低年齢の子どもがアイドルに憧れることへの懸念
※前提として、この記事は「アイドルに憧れること」やアイドルそのものを否定するものではありません。アイドルを崇拝する文化が低年齢の子どもに及ぼす影響についての懸念です。
※またどちらかというと女性アイドルに女の子が憧れることを想起させる内容ではありますが、あまり性別を限定したくなかったため「アイドル」と表記しています。
つい先日、幅広い年齢層のファンがいるが低年齢の子どもたちにも人気のアニメシリーズの最新作はアイドルがテーマになっていることを知った。
キラキラした雰囲気できっとその作品を通してアイドルに憧れる子どももいるだろうと思う。
老婆心でしかないが、私はそれに不安を感じている。
アイドルとは様々な魅力で人々を魅了する存在…であると思う。
たくさんの人から愛され、応援されるためにはやはり、容姿も重要な要素になる。その時代に合っていて多くの人から支持される美しさが求められる。でもそのアイドル的美しさの幅はとても狭い。
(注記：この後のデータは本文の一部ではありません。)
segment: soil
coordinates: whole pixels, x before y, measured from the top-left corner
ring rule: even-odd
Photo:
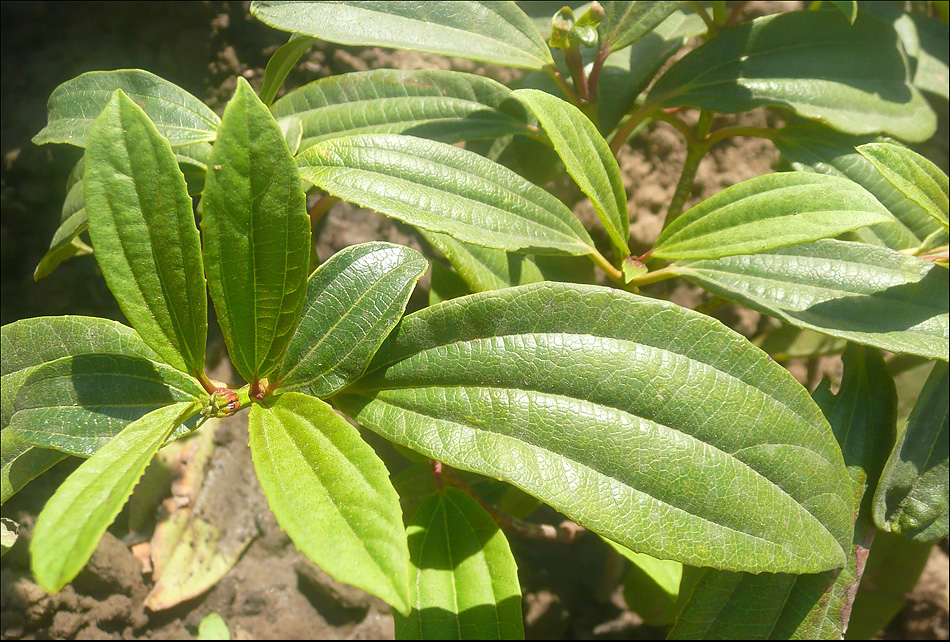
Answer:
[[[747,10],[761,14],[786,10],[789,4],[753,2]],[[122,320],[91,257],[74,259],[33,282],[33,269],[59,223],[67,175],[79,157],[76,150],[63,146],[53,149],[30,143],[46,124],[46,99],[57,85],[85,71],[141,68],[182,86],[220,113],[237,76],[257,88],[269,56],[286,38],[251,18],[247,3],[241,2],[4,2],[2,31],[0,321],[60,314]],[[502,82],[517,78],[510,70],[465,60],[319,43],[291,72],[286,86],[378,67],[451,68]],[[777,116],[765,112],[746,114],[741,120],[759,126],[779,124]],[[943,121],[945,128],[945,109]],[[621,154],[635,251],[645,251],[659,233],[684,156],[679,135],[662,124],[651,125]],[[778,153],[765,141],[723,143],[701,165],[687,205],[767,173],[777,161]],[[555,188],[574,204],[592,236],[606,245],[599,220],[576,187],[559,184]],[[324,217],[318,233],[322,258],[367,240],[427,248],[412,228],[345,204]],[[427,289],[428,281],[423,279],[410,307],[425,305]],[[706,300],[706,295],[687,286],[665,294],[691,308]],[[756,313],[730,305],[718,308],[714,315],[748,336],[766,322]],[[220,334],[212,332],[211,341],[210,354],[216,362],[211,366],[217,378],[231,378],[222,358]],[[795,363],[791,368],[813,386],[823,374],[840,377],[837,363],[835,359],[817,365]],[[31,580],[27,545],[38,510],[77,465],[66,460],[3,507],[4,517],[20,524],[21,535],[4,556],[0,571],[3,638],[189,638],[211,612],[223,616],[235,638],[391,638],[388,606],[332,581],[277,526],[252,474],[246,415],[221,421],[214,429],[213,443],[207,481],[192,489],[184,503],[236,538],[233,546],[240,557],[223,579],[172,608],[146,608],[154,582],[142,560],[148,558],[155,519],[167,516],[162,512],[166,508],[160,506],[144,526],[136,525],[136,518],[124,512],[76,580],[61,593],[46,595]],[[173,482],[166,484],[168,496],[175,495]],[[557,516],[542,511],[533,519],[556,523]],[[597,538],[581,537],[570,545],[514,535],[509,540],[519,562],[527,637],[653,639],[665,635],[665,629],[647,626],[626,607],[621,590],[623,562]],[[947,566],[944,542],[942,549],[934,548],[907,606],[887,629],[887,637],[947,639]]]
小さな顔、大きな目、スッと伸びた鼻、長くて細い手足…。
アイドルに詳しくない私だが、時折目にするアイドルたちはとても可愛らしく、綺麗である。
現実的には多くの人はそのアイドル的な美しさの基準にはなかなか当てはまらない。だからこそアイドルの美しさは希少性があり魅力的なのだ。
でも、「美」とは実はとても不思議な幅をもつものだと私は思っている。この世の「美」の基準は「アイドル的美」だけではないのだ。美的感覚は様々な美に触れていく中で磨かれていき、自身の中の「美」の幅も豊かにひろがっていく。色んなところに美を見出すことができるようになる。
だから、幼い子どもにある特定の美の基準を強く刷り込むようなことになりかねないものに対して不安を感じてしまう。
たくさんの「美」のあり方を知り、その上で好きな美しさを目指す、求めることができる社会であってほしい。
ひとつの正解の「美」という幻想を抱き、そこにどうにか当てはまろうと苦しむことは、あまり健全だと思えないのは、私自身が10代〜20代前半ごろ自分の容姿を受け入れられず、鏡を見て絶望して外に出るのが怖いと感じたことがあるからだ。
プリンセスもアイドルと同じような存在かもしれないが、アイドルの方が長きに渡って影響を与える可能性が高い。プリンセスに惹かれるのは女児が多いがアイドルは性別を問わず人気である。異性や恋愛対象となる相手の目を意識するようになる年齢以降も子どもたちの理想やロールモデルとなることが多い。
私には娘はおらず、息子を育てているが、今の時代強迫的に「美」に囚われることは女性だけの問題ではないと感じている。
アイドルは魅力的な存在だと思う。だが幼い子どもに影響力のある作品などで取り扱うのに少し慎重になってほしいと思ってしまうのは、やはり余計なお世話なのだろうか。